It's hard for me to respond any more because I feel like a lot of what I say is being ignored.
WebGL is basically a thin layer over OpenGL: even from a HTML5 game, it makes almost identical use of OpenGL and the GPU as a native app. Many complaints we see about performance are in fact bottlenecked on the GPU, so a native app would perform identically. Native apps can improve CPU-side performance, but it needs measurements to prove it, and then there's still a lot of scope to improve the events or engine. And yet people write the most extraordinarily critical posts saying we should drop everything and make native exporters, without addressing this point. I could perhaps consider and discuss the matter if it was about CPU performance and how the overhead of the Javascript language is too much, but the impression I get is this is rarely the problem with real games. Even if it is a big problem which I've missed, there are other good alternatives, like writing the core engine in asm.js. So when people demand native exporters while ignoring these points, I am not at all persuaded in the slightest.
The thread then gets muddied with a bunch of other topics, like whether or not we'll support 3D, or random bug reports, or whether the latest beta release works. I don't think it's relevant here and it's confusing to throw this in to the mix, so I won't answer it here - start a new thread if you want to discuss them (and on the topic of 3D, I recommend spending a fair bit of time searching the forum first so you don't repeat what has been asked several times before).
Now, I know Chrome kind of sucks right now, and people are sick of the "wait and see" point of view. But the fact is it was working very well fairly recently, which I think proves that there is no fundamental issue with the Construct 2 engine or HTML5 itself in general: it's Chrome that is letting us down right now. I am very frustrated by this, as are a lot of you. However we don't face any good options right now. Given I don't believe there is anything fundamentally wrong with our engine, other browsers work well, HTML5 is always improving, and Google are aware of and actively working on fixing the issues, it seems to me to be short sighted to use this as a reason to ditch an already highly developed and effective engine which has been in active development for years, then start again from zero with a bunch of other technologies. I am especially skeptical of people who then recommend we use other third party technologies to make our engine cross-platform; what makes you think there won't be issues with them that screw up games as well? Or the other alternative is to hand-code our own cross-platform engine, which is a huge amount of work and ongoing maintenance. We would have little time to spare for the editor if we took that on, and meanwhile other users (and even some in this thread) are demanding further improvements to the editor itself as well. Things may suck right now, but I don't see any better options, and I still think HTML5 has a very bright future.

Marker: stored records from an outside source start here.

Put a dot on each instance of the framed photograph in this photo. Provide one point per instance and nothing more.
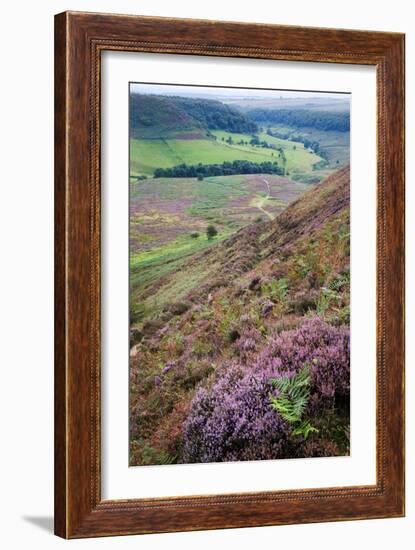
(229, 275)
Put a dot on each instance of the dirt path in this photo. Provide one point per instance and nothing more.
(262, 200)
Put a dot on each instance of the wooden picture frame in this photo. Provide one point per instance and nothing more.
(79, 40)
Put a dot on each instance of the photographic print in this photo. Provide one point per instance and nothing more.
(239, 274)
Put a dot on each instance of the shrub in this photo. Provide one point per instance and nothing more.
(234, 420)
(211, 231)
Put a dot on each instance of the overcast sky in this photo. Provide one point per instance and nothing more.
(217, 92)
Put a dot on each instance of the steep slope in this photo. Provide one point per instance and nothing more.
(155, 117)
(265, 279)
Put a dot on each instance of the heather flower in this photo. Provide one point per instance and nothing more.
(233, 419)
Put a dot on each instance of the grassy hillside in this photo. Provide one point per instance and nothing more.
(168, 224)
(226, 310)
(147, 155)
(157, 116)
(168, 131)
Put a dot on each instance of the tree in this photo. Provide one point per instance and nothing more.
(211, 232)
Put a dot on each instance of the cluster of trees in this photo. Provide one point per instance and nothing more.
(215, 115)
(313, 145)
(225, 169)
(320, 120)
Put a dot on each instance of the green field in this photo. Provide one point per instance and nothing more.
(335, 144)
(146, 155)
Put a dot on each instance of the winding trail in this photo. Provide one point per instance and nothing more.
(262, 200)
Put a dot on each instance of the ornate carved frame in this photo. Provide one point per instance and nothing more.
(79, 40)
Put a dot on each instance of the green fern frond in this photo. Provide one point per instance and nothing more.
(304, 429)
(293, 400)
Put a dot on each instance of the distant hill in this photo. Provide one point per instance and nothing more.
(266, 278)
(320, 120)
(154, 117)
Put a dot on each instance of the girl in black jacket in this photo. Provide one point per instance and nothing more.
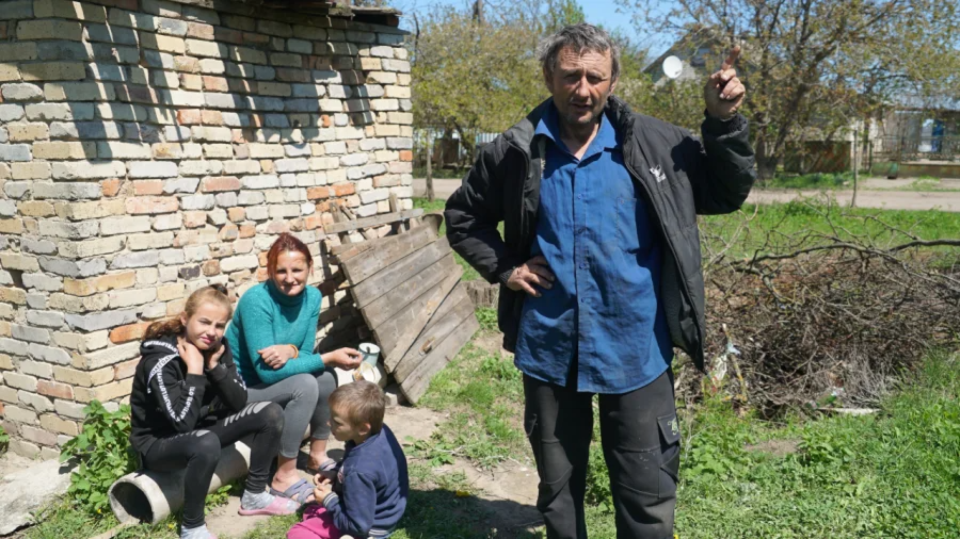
(188, 402)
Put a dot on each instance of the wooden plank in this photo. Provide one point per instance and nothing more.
(389, 333)
(458, 307)
(376, 220)
(399, 272)
(389, 304)
(370, 261)
(420, 318)
(415, 385)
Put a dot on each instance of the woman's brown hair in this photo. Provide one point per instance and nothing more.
(286, 242)
(173, 326)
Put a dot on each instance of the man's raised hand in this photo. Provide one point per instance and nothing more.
(724, 92)
(531, 276)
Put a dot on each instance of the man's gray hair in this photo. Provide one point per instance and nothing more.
(580, 37)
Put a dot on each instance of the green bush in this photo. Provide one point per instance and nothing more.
(104, 453)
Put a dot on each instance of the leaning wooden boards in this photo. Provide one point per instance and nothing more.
(407, 287)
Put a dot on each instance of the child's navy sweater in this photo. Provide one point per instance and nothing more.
(370, 493)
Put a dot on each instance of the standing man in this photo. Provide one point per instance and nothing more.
(600, 273)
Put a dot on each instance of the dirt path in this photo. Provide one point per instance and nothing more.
(879, 193)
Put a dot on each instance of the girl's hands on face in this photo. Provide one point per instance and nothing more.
(191, 355)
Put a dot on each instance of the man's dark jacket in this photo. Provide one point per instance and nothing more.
(679, 175)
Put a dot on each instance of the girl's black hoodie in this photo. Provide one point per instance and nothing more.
(167, 401)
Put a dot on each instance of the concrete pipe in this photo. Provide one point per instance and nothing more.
(151, 497)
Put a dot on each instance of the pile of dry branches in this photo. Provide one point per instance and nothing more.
(823, 317)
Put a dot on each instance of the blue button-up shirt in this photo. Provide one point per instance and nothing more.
(601, 324)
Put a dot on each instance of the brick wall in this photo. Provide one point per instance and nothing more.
(148, 148)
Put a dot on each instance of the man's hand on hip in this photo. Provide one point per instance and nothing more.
(531, 276)
(724, 92)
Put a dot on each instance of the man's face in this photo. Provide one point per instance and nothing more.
(580, 85)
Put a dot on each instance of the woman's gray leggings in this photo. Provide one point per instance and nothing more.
(304, 400)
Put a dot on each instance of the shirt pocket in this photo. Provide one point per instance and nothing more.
(625, 218)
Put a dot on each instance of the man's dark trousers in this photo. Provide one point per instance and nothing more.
(641, 445)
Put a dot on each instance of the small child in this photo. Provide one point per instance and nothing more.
(368, 493)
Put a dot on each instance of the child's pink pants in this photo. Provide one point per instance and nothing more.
(317, 524)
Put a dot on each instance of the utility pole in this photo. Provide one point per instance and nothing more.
(430, 194)
(856, 164)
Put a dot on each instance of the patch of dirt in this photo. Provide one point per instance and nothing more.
(491, 342)
(777, 448)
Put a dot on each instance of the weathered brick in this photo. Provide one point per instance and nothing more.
(151, 205)
(212, 184)
(20, 415)
(49, 29)
(50, 388)
(30, 400)
(53, 423)
(82, 378)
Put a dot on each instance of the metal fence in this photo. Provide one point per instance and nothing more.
(918, 148)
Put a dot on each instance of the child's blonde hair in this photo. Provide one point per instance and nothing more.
(173, 326)
(362, 402)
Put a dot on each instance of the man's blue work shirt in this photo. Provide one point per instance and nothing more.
(601, 324)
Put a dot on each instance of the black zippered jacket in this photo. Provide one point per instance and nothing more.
(681, 176)
(166, 400)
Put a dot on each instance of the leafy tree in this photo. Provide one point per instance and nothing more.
(813, 65)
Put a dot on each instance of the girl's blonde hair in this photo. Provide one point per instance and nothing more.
(173, 326)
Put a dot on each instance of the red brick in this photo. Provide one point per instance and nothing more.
(344, 189)
(151, 205)
(312, 222)
(125, 369)
(211, 117)
(228, 36)
(236, 214)
(215, 84)
(213, 184)
(242, 86)
(199, 30)
(258, 39)
(194, 219)
(131, 332)
(211, 268)
(55, 389)
(291, 74)
(148, 187)
(188, 116)
(110, 188)
(229, 232)
(318, 193)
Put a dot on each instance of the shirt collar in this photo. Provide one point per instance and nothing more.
(549, 126)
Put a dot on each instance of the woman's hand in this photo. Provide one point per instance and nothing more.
(323, 488)
(215, 356)
(191, 355)
(345, 358)
(278, 355)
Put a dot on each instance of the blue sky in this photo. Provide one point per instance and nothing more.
(597, 11)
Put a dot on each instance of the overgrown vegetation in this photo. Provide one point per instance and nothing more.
(103, 451)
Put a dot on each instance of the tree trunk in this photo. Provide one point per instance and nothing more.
(430, 194)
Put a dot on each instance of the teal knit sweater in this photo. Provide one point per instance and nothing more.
(265, 317)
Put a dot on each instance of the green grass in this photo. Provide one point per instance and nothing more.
(750, 229)
(893, 474)
(816, 181)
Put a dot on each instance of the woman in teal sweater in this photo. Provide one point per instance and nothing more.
(272, 338)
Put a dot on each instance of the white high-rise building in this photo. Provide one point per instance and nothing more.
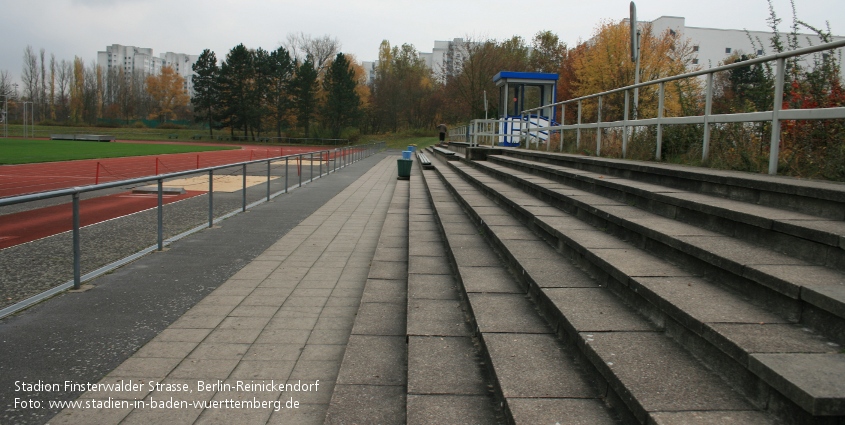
(712, 46)
(132, 59)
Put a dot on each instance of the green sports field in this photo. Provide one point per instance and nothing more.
(25, 151)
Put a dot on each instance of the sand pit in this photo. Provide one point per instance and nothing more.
(221, 183)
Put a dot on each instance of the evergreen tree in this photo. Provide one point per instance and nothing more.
(237, 75)
(342, 102)
(305, 93)
(282, 69)
(206, 93)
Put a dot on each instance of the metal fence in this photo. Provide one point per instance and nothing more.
(482, 132)
(333, 159)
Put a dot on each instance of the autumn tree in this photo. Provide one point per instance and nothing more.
(548, 52)
(321, 50)
(206, 93)
(342, 102)
(605, 64)
(168, 92)
(401, 88)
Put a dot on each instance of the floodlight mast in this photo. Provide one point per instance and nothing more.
(635, 54)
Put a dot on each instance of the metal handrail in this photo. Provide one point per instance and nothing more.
(340, 158)
(776, 115)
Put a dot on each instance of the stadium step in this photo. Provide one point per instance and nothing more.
(411, 357)
(534, 375)
(668, 292)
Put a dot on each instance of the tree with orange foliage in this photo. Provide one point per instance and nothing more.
(603, 63)
(167, 91)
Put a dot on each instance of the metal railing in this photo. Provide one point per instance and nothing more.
(338, 158)
(529, 131)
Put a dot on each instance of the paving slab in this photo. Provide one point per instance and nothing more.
(378, 404)
(701, 301)
(506, 313)
(488, 279)
(652, 373)
(380, 319)
(816, 382)
(431, 286)
(452, 409)
(556, 274)
(572, 411)
(436, 317)
(594, 310)
(535, 366)
(741, 417)
(384, 291)
(444, 365)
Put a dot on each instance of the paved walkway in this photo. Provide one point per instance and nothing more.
(284, 319)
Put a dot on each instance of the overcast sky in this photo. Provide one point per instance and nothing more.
(69, 28)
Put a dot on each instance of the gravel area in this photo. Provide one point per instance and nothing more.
(34, 267)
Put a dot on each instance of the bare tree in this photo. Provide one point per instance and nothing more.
(42, 92)
(321, 50)
(64, 77)
(29, 76)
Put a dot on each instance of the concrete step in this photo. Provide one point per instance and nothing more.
(371, 383)
(813, 239)
(817, 198)
(446, 372)
(534, 375)
(705, 318)
(793, 288)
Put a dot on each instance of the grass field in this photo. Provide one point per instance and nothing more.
(24, 151)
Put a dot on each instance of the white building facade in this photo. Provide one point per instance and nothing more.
(140, 59)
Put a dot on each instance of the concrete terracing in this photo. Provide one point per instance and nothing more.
(507, 286)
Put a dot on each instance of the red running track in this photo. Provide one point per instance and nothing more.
(32, 178)
(28, 226)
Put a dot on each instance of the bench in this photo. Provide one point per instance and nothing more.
(450, 156)
(424, 161)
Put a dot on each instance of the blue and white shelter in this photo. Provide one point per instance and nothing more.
(519, 91)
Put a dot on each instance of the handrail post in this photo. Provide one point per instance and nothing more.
(160, 215)
(211, 198)
(774, 145)
(578, 130)
(625, 126)
(77, 279)
(659, 149)
(598, 129)
(562, 123)
(708, 109)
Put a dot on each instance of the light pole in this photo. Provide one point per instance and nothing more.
(4, 115)
(32, 119)
(635, 55)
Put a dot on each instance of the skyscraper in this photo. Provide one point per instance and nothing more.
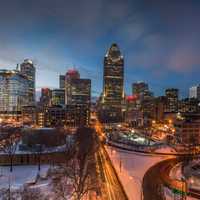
(194, 92)
(27, 68)
(172, 100)
(113, 85)
(139, 88)
(13, 93)
(77, 90)
(62, 81)
(45, 99)
(58, 97)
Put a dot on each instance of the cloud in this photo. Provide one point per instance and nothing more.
(157, 37)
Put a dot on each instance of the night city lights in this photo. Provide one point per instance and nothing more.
(99, 100)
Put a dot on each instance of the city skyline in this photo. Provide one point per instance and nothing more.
(155, 45)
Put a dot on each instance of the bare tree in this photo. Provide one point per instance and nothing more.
(9, 147)
(77, 174)
(32, 194)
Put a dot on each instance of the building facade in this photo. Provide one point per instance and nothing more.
(46, 96)
(172, 95)
(77, 90)
(58, 97)
(62, 81)
(14, 88)
(188, 130)
(27, 69)
(69, 116)
(194, 92)
(113, 86)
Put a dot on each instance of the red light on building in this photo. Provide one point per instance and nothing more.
(132, 98)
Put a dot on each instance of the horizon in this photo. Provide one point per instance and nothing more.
(158, 48)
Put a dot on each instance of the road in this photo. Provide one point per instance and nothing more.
(157, 176)
(110, 182)
(111, 187)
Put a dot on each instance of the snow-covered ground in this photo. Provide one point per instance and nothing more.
(171, 196)
(131, 168)
(20, 175)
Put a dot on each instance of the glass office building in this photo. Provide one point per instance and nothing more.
(13, 93)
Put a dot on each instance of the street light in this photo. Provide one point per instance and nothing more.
(140, 184)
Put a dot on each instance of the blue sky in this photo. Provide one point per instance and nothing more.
(160, 39)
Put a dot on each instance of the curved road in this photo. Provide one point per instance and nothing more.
(157, 176)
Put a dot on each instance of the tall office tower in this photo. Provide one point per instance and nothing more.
(27, 68)
(172, 100)
(45, 99)
(62, 81)
(77, 90)
(13, 93)
(139, 88)
(113, 86)
(194, 92)
(58, 97)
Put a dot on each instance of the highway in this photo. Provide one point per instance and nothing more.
(158, 176)
(111, 187)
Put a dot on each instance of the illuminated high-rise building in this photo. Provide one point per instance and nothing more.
(172, 100)
(46, 95)
(27, 68)
(139, 88)
(194, 92)
(13, 93)
(113, 85)
(62, 81)
(77, 90)
(58, 97)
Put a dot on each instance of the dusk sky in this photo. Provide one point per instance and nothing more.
(160, 39)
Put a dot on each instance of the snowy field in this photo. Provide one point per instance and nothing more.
(20, 175)
(131, 168)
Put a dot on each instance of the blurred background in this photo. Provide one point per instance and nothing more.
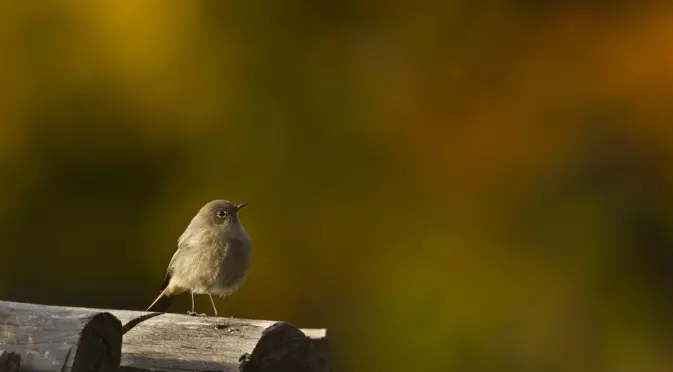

Also, believe it or not, the feedback we got from users when we supported exporting to CocoonJS (Canvas+) was even worse than the feedback in this thread, so I really can't see it helping to bring it back! Maybe it was a different set of users, but still, we really had an awful time with it and I got the message *loud and clear* that it wasn't good enough, hence our move to Crosswalk. FWIW, Intel are working on patching the OpenSSL issue with Crosswalk 7, so there should be a viable fallback to a working version to help mitigate Crosswalk problems in the short term. (The OpenSSL issue really made this worse than it needed to be - bad luck I guess.)
I spend a lot of time thinking about threads like this and our options to deal with the kinds of issue raises, but on a lot of fronts I don't think people are giving fair consideration to the entire topic (e.g. how a native engine won't speed up GPU-bottlenecked games). I keep putting the same points over and over, and I don't see many people really taking it on board, they just keep posting the same views again without addressing those points. I don't know what to do about that. I don't want to stop replying to people's posts - I expect to be criticized for poor customer service/ignoring customers if I do. But I wonder if there's any way of trying to move the conversation onwards instead of going in circles?